Popular peaks like Mt. Elbert draw 15,000 to 20,000 hikers per year in the summer months. The study found 11% of hikers pooped at or on Mt. Elbert, with 70% of those bathroom stops occurring on the mountain, beyond the reach of trailhead facilities. That extrapolates to more than 1,100 poops on the mountain each year.

The research delivered a clear and actionable finding: hikers aren’t refusing to pack out — they simply don’t have the tools. Of all hikers who used a pack-out bag on the mountain during the study period, 92% used one obtained from the free kiosk installed at the trailhead.

87% of hikers said they would consider using a pack-out bag on a future backcountry trip, and 80% said that trying a free bag would make them more likely to bring one in the future.

“We invested in this research because we believe the barrier to practices like packing out isn’t attitude — it’s preparedness. Even with a less desirable practice like packing out your poop, if hikers have the right tools, they will comply,” Jake Thomas, co-founder of PACT Outdoors.

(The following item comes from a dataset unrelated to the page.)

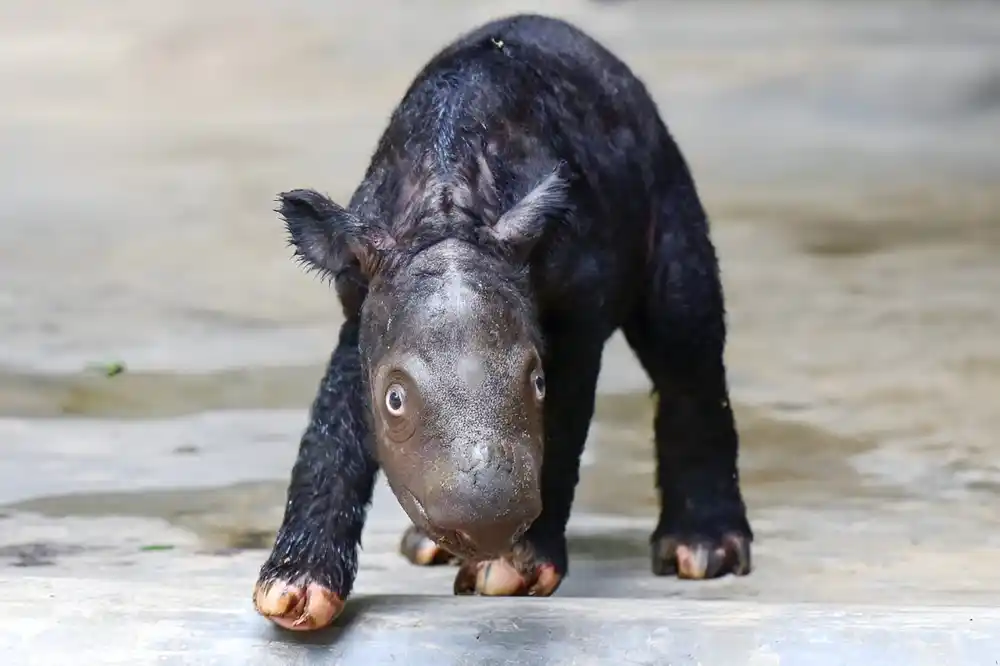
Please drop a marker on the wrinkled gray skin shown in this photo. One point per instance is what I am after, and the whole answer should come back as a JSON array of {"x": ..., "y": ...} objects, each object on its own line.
[{"x": 456, "y": 388}]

Hikers also said they are willing to pay $3 for a waste pack-out bag obtained at a trailhead kiosk — a price point the study’s economic modelling suggests is sufficient to make a bag program financially self-sustaining. At $3 per bag with a trailhead dispenser, the study projects a 77% adoption rate among visitors. A programme that offers free bags projects an 89% adoption rate.

“This is the first study to apply consumer preference modelling to backcountry stewardship practice. The results were unambiguous: when given the option at the trailhead, hikers use pack-out bags at very high rates — and the program can be designed to cover its own costs. That’s meaningful for anyone managing high-use wilderness areas,” said Jack Edelson, doctoral researcher at the Department of Recreation, Park, and Tourism Management, The Pennsylvania State University.